London Elasticsearch User Group – September Meetup

Last night I joined a good-sized crowd at a venue on Hoxton Square for some talks on Elasticsearch – this Meetup group is very popular and always attracts a good proportion of people new to the world of search, as well as some familiar faces. I started with a quick announcement of our own Elasticsearch hackday in a few weeks time.

First of the speakers was Richard Pijnenburg with a surprisingly brief talk on Puppet and Elasticsearch – brief, because integrating the two is apparently very simple, requiring only a few lines of Puppet code. Some questions from the floor sparked a discussion of combining Puppet and Vagrant for setting up Elasticsearch instances: apparently very soon we’ll see a complete demo instance of Elasticsearch built using these technologies and including some example data, which will be very useful for those wanting to get started with the engine (here’s some more on this combination).

Next was Amit Talhan, ably assisted by Geza Kerekes, both from AlignAlytics who have been using Elasticsearch both as a data store, reporting store and more recently for analysing data from a survey of all the retail outlets in Nigeria. Generating a wealth of data across up to 1000 fields, including geolocation data harvested every five seconds, this survey could have been difficult if not impossible to handle using a traditional SQL database, but many of their colleagues were very used to SQL syntax and methods for analyzing data. Amit and Geza explained how they have used Elasticsearch and in particular aggregations to provide functionality such as checking for bad reporting by surveyors and unexpectedly high density areas (such as markets, where there may be 200 retail outlets in a few square metres). One challenge seems to have been how to explain to colleagues from the data analysis community that Elasticsearch can provide some, but not all of the functionality of a traditional database, but that alternative ways of indexing and querying data can be used to solve the same problems.
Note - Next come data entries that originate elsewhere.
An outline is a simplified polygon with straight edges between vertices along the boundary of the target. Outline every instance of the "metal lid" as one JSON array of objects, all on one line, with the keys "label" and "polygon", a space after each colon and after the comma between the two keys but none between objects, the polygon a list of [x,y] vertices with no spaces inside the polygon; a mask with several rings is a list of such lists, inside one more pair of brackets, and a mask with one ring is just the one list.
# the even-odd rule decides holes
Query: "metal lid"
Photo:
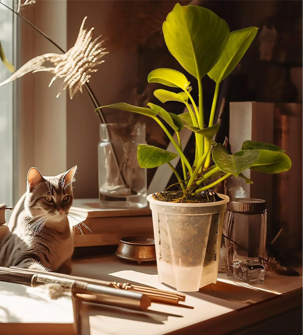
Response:
[{"label": "metal lid", "polygon": [[266,209],[265,200],[248,198],[236,198],[230,201],[227,208],[233,212],[260,214]]}]

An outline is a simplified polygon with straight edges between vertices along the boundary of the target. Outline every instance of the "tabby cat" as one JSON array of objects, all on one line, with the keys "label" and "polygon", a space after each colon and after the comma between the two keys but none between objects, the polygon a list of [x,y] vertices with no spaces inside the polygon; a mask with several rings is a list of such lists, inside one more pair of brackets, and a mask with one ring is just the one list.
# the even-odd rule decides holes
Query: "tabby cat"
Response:
[{"label": "tabby cat", "polygon": [[70,273],[74,242],[68,216],[76,170],[46,177],[29,169],[26,192],[0,242],[0,266]]}]

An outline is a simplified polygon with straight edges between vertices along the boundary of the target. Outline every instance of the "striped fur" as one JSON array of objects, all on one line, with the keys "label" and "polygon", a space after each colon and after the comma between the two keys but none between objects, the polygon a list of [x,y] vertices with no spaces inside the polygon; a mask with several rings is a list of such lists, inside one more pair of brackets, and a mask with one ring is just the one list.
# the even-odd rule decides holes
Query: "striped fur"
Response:
[{"label": "striped fur", "polygon": [[70,273],[74,242],[68,216],[76,169],[51,177],[29,170],[26,192],[0,243],[0,266]]}]

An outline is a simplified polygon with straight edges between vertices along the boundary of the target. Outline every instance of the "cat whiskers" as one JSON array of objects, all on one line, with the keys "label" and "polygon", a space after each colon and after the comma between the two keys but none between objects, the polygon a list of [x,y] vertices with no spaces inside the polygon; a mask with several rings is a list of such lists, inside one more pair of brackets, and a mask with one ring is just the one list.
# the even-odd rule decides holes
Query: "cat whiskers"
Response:
[{"label": "cat whiskers", "polygon": [[31,225],[30,228],[31,233],[36,234],[37,232],[41,231],[47,221],[47,218],[45,214],[39,216],[42,217],[40,217],[38,220]]},{"label": "cat whiskers", "polygon": [[83,232],[82,229],[81,229],[81,226],[80,225],[82,224],[83,227],[84,227],[87,229],[89,230],[89,231],[92,233],[92,231],[89,229],[89,228],[83,222],[83,221],[85,220],[86,218],[84,217],[84,216],[82,216],[82,215],[80,215],[79,214],[77,214],[76,213],[74,213],[73,212],[69,212],[67,214],[68,216],[70,216],[71,218],[75,220],[76,221],[77,221],[77,223],[75,225],[77,226],[79,228],[80,231],[81,232],[81,233],[83,235]]}]

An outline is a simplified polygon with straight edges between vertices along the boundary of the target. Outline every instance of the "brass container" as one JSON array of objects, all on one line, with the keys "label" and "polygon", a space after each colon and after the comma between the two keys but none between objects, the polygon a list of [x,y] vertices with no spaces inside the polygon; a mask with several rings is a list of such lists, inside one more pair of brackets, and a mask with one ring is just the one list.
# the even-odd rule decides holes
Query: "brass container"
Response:
[{"label": "brass container", "polygon": [[155,240],[138,236],[124,237],[120,240],[116,254],[121,258],[137,262],[139,264],[141,262],[155,261]]}]

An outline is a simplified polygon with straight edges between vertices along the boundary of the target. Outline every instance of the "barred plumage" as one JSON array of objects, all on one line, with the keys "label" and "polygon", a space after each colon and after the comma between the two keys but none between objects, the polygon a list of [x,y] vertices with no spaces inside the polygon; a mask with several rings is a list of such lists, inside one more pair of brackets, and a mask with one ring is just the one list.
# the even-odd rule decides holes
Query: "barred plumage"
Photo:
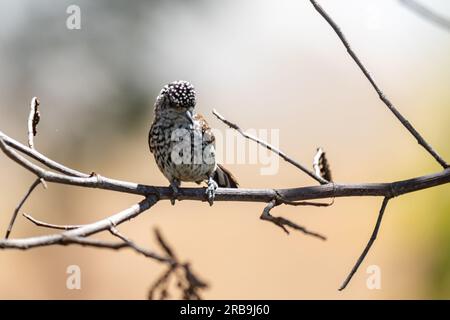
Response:
[{"label": "barred plumage", "polygon": [[208,181],[208,197],[213,198],[214,182],[228,188],[237,188],[238,183],[216,163],[214,135],[206,120],[194,113],[195,104],[195,90],[189,82],[175,81],[164,86],[155,102],[148,141],[175,193],[181,181]]}]

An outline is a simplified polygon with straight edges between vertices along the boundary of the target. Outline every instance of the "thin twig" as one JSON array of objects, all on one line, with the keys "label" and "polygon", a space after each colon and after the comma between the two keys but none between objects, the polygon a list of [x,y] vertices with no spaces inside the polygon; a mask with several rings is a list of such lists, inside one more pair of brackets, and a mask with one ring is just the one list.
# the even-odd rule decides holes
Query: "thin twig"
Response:
[{"label": "thin twig", "polygon": [[[64,242],[64,238],[77,238],[77,237],[87,237],[93,234],[100,233],[102,231],[107,231],[111,226],[117,226],[125,221],[128,221],[140,213],[150,209],[158,199],[154,196],[149,196],[139,203],[132,205],[131,207],[115,213],[107,218],[98,220],[93,223],[85,224],[77,229],[68,230],[61,234],[50,234],[44,236],[29,237],[23,239],[5,239],[0,240],[0,249],[20,249],[27,250],[34,247],[44,247],[55,244],[61,244]],[[160,260],[160,257],[153,257],[156,260]],[[166,261],[163,259],[162,261]]]},{"label": "thin twig", "polygon": [[308,236],[313,236],[313,237],[319,238],[321,240],[327,240],[327,238],[325,236],[323,236],[319,233],[313,232],[313,231],[309,231],[305,227],[302,227],[286,218],[272,216],[270,214],[270,210],[272,210],[277,205],[278,204],[277,204],[276,200],[270,201],[267,204],[267,206],[264,208],[263,213],[260,216],[260,219],[274,223],[276,226],[280,227],[284,232],[286,232],[286,234],[289,234],[289,230],[286,227],[290,227],[294,230],[301,231]]},{"label": "thin twig", "polygon": [[252,135],[244,132],[237,124],[228,121],[227,119],[225,119],[224,116],[219,114],[216,110],[213,110],[213,114],[217,117],[217,119],[219,119],[220,121],[225,123],[230,128],[232,128],[232,129],[236,130],[237,132],[239,132],[243,137],[245,137],[245,138],[247,138],[249,140],[252,140],[252,141],[258,143],[259,145],[267,148],[268,150],[274,152],[275,154],[280,156],[283,160],[285,160],[285,161],[289,162],[290,164],[292,164],[293,166],[297,167],[298,169],[300,169],[301,171],[306,173],[308,176],[310,176],[314,180],[318,181],[320,184],[327,184],[328,183],[327,180],[325,180],[321,176],[318,176],[317,174],[315,174],[311,170],[307,169],[305,166],[301,165],[297,161],[293,160],[287,154],[285,154],[283,151],[281,151],[278,148],[272,146],[271,144],[267,143],[264,140],[261,140],[261,139],[255,137],[255,136],[252,136]]},{"label": "thin twig", "polygon": [[363,72],[364,76],[369,80],[372,87],[377,92],[379,98],[383,103],[388,107],[388,109],[395,115],[395,117],[403,124],[403,126],[417,139],[417,142],[425,148],[425,150],[428,151],[430,155],[433,156],[434,159],[436,159],[437,162],[444,168],[448,168],[447,162],[425,141],[425,139],[417,132],[417,130],[409,123],[408,120],[397,110],[397,108],[392,104],[392,102],[386,97],[386,95],[381,91],[381,89],[378,87],[375,80],[370,75],[367,68],[364,66],[364,64],[361,62],[361,60],[358,58],[356,53],[353,51],[352,47],[350,46],[350,43],[346,39],[344,33],[341,31],[340,27],[334,22],[334,20],[326,13],[326,11],[317,3],[315,0],[310,0],[311,4],[314,6],[316,11],[328,22],[328,24],[333,28],[334,32],[337,34],[339,39],[341,40],[344,47],[347,49],[348,54],[352,57],[353,61],[358,65],[358,67]]},{"label": "thin twig", "polygon": [[14,226],[14,222],[16,221],[17,214],[19,213],[19,210],[22,208],[22,206],[25,204],[25,201],[27,201],[28,197],[33,193],[33,190],[42,183],[44,188],[47,188],[47,185],[45,183],[44,179],[37,178],[31,186],[28,188],[27,193],[23,196],[22,200],[20,200],[19,204],[17,205],[16,209],[14,209],[14,212],[11,216],[11,220],[8,225],[8,229],[6,230],[5,239],[9,238],[9,235],[11,234],[12,228]]},{"label": "thin twig", "polygon": [[450,20],[437,12],[425,7],[415,0],[399,0],[406,8],[410,9],[422,18],[435,23],[436,25],[450,31]]},{"label": "thin twig", "polygon": [[147,258],[152,258],[152,259],[157,259],[159,261],[165,261],[167,262],[169,265],[173,265],[176,266],[177,262],[173,259],[173,257],[170,258],[165,258],[159,254],[156,254],[150,250],[144,249],[140,246],[138,246],[137,244],[135,244],[132,240],[128,239],[127,237],[125,237],[124,235],[122,235],[119,230],[117,230],[116,227],[110,227],[109,228],[109,232],[111,232],[112,235],[114,235],[115,237],[121,239],[123,242],[127,243],[128,246],[130,246],[131,248],[133,248],[136,252],[144,255]]},{"label": "thin twig", "polygon": [[83,224],[61,225],[61,224],[47,223],[47,222],[37,220],[37,219],[33,218],[31,215],[26,214],[26,213],[23,213],[22,215],[25,218],[27,218],[28,220],[30,220],[31,222],[33,222],[38,227],[44,227],[44,228],[50,228],[50,229],[56,229],[56,230],[73,230],[73,229],[78,229],[78,228],[84,226]]},{"label": "thin twig", "polygon": [[370,248],[372,247],[373,243],[375,242],[375,239],[378,235],[378,230],[380,229],[381,220],[383,219],[384,210],[386,209],[386,206],[389,202],[390,198],[386,197],[383,199],[383,203],[381,204],[380,213],[378,214],[377,223],[375,224],[375,228],[373,229],[372,235],[370,236],[369,242],[367,243],[366,247],[364,248],[364,251],[361,253],[361,256],[356,261],[355,265],[353,266],[352,270],[348,274],[347,278],[345,279],[342,286],[339,288],[339,291],[342,291],[347,287],[350,280],[352,280],[352,277],[358,271],[359,266],[364,261],[364,258],[366,257],[367,253],[369,252]]}]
Interestingly, performance testing by AlignAlytics proved that BigStep, a provider of ‘bare metal’ cloud hosting, could provide much better performance than their own dedicated servers.

Next was Mark Harwood with another of his fascinating investigations into how Elasticsearch can be used for analysis of user behaviour, showing how after a bad personal experience buying a new battery that turned out to be second-hand, he identified Amazon.com vendors with suspiciously positive reviews. He also discussed how behaviour-based term suggesters might be built using Elasticsearch’s significant_terms aggregration. His demonstration did remind me slightly of Xapian’s relevance feedback feature. I heard several people later say that they wished they had time for some of the fun projects Mark seems to work on!

The event finished with some lively discussion and some free pizza courtesy of Elasticsearch (the company). Thanks to Yann Cluchey as ever for organising the event and I look forward to seeing a few of the attendees in Cambridge soon – we’re only an hour or so by train from Cambridge plus a ten minute walk to the venue, so it should be an easy trip!

2 thoughts on “London Elasticsearch User Group – September Meetup

  1. I have a problem with understanding of ElasticSearch.

    Here’s my example:

    for query:

    curl -XPOST ‘http://localhost:9200/_search’ -d ‘
    {
    “query”: {
    “term”: {
    “main_place”: “katowice”
    }
    }
    }’

    i have 0 results, but i have documents with main_place = katowice
    i have a clue:

    curl -XPOST ‘http://localhost:9200/_search’ -d ‘
    {
    “query”: {
    “term”: {
    “main_place”: “katowic”
    }
    }
    }’

    it gives me results with main_place = katowice and one document with main_place = katowic
    i see that problem is with katowic is prefix of katowice

    there is no problem with query:

    curl -XPOST ‘http://localhost:9200/_search’ -d ‘
    {
    “query”: {
    “term”: {
    “main_place”: “warszawa”
    }
    }
    }’

    i get good results, but there is no “warszaw” in main_places.

    I’m waiting for solutions, i know that “text” instead for “term” works, but not with “custom_filter_score” filters.

  2. I’m not sure I understand the problem correctly, but are you indexing with any stemming for text fields? (e.g. have you set up any custom mappings?) “term” queries bypass analysis, so may not match stemmed fields the way you expect.